Set across one, fateful Christmas Eve, we meet best friends Ethan (Joseph Gordon-Levitt), Isaac (Seth Rogen) and Chris (Anthony Mackie) who made a pact to spend this very day together every year, to provide company for Ethan during the festive period, following the untimely death of his parents. For years they’ve wanted to obtain tickets to an elusive, grandiose event called ‘The Nutcracker Ball’ and when they finally get their hands on tickets, they set off for what should be the memorable of nights – and with Isaac expecting his first child, they’ve also agreed for it to be their last undertaking of this particular ritual. Before they get started, they decide to make a quick visit to local dealer Mr. Green (Michael Shannon), while Ethan attempts to formulate a plan to win back his ex-girlfriend Diana (Lizzy Caplan).
Though littered with moments that will have you chuckling like Santa after one glass too many of mulled wine, The Night Before still represents a lack of originality, as your archetypal, Seth Rogen stoner comedy that feels interchangeable with the majority of his preceding endeavours. This appears as your typical disaster movie that stringently adheres to the beats of the genre, reluctant to attempt anything unique. It’s all about the superfluous cameos and the hilariously spontaneous madcap incidents our protagonist stumble in to – much like Superbad, or The Sitter, We’re the Millers, etc.

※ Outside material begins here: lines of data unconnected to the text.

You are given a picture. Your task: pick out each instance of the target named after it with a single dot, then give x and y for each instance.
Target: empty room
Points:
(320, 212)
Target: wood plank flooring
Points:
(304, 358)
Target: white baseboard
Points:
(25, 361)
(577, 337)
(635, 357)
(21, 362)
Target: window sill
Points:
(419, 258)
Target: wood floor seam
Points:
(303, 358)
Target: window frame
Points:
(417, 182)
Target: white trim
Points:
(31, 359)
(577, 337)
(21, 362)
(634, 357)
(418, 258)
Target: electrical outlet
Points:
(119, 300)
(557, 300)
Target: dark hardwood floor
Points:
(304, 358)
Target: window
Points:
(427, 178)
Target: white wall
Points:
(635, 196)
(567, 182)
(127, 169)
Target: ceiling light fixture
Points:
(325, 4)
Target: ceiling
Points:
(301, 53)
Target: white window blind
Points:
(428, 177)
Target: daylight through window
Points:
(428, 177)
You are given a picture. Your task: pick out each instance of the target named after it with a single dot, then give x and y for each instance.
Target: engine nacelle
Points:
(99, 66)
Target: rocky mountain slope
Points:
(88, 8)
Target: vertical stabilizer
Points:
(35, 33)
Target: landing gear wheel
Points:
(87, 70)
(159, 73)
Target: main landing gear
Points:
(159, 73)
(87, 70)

It’s a shame because there is a profundity attached to this title, but it bubbles under the surface throughout and never becomes the prevalent theme. It’s the notion of growing older, and growing apart. We work our way, quite literally, around the streets of Brooklyn before finally getting to the point of the narrative, where we study what it means to these three friends that their lives have all progressed, and they’ve drifted apart from one another. That’s the crux of this tale and the emotional core – so it’s a shame we deviate away from it throughout in search of a cheap gag. That’s not to suggest irreverent comedies of this nature should be bogged down by poignancy and pathos, but the film is vying to achieve that in parts, and it’s the balance between the more profound elements with the absurd that are to the picture’s detriment. Screenwriter Evan Goldberg revelled predominantly in the latter in This is the End, while director Levine thrived in the former in 50/50 – and in this production they try to combine both – but having your Christmas pudding and eating it springs to mind.

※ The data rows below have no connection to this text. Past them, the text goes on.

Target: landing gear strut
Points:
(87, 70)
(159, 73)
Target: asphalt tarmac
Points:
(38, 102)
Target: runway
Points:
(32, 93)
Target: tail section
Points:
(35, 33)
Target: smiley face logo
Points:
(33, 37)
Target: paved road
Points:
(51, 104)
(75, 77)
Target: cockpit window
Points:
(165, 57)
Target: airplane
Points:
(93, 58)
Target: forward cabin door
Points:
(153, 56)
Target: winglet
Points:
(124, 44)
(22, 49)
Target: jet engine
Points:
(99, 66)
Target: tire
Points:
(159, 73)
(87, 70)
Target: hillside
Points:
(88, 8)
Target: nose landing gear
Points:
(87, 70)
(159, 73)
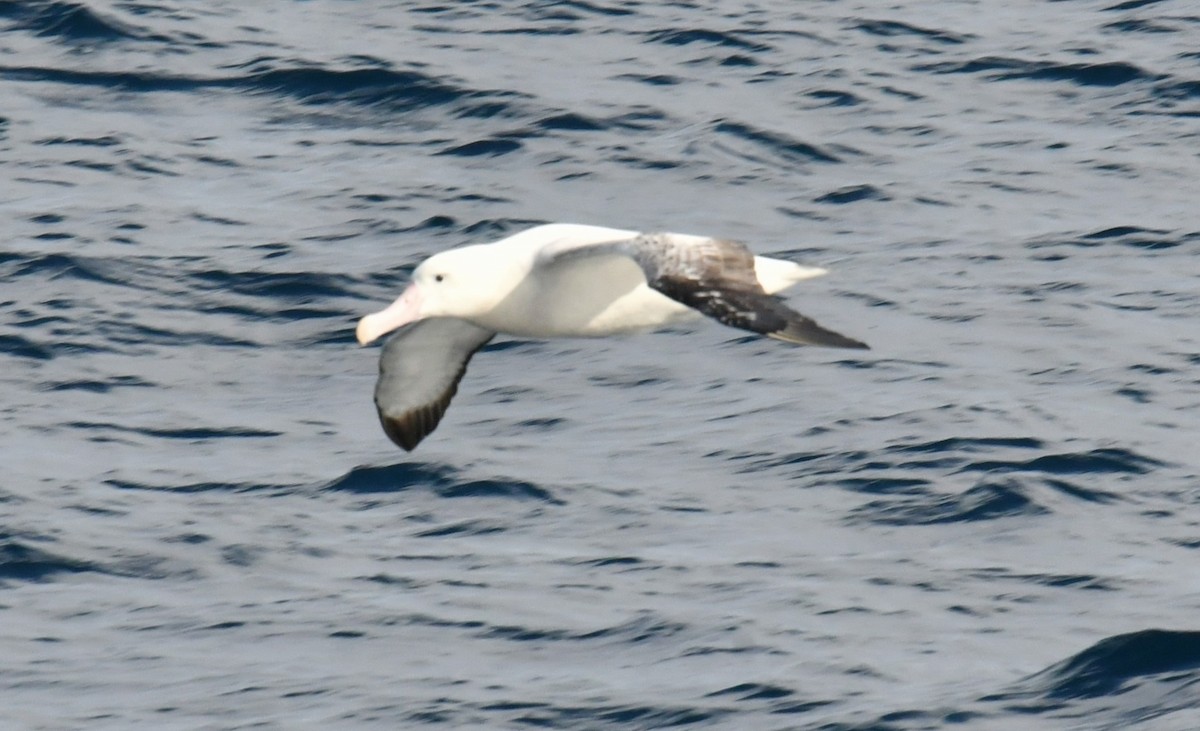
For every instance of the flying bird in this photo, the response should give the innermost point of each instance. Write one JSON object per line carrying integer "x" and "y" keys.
{"x": 565, "y": 280}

Nonetheless, Rogen is brilliant, and after a cocktail of drugs he turns in one of the funniest screen performances of the year, while Mackie gives an accomplished turn too, with yet another festive endeavour for the actor, following an insignificant role in Christmas with the Coopers. But this is the festive feature you’d be better off indulging in this year, and in spite of the film’s flaws – of which there are many – they aren’t taking any of this seriously, so why should we?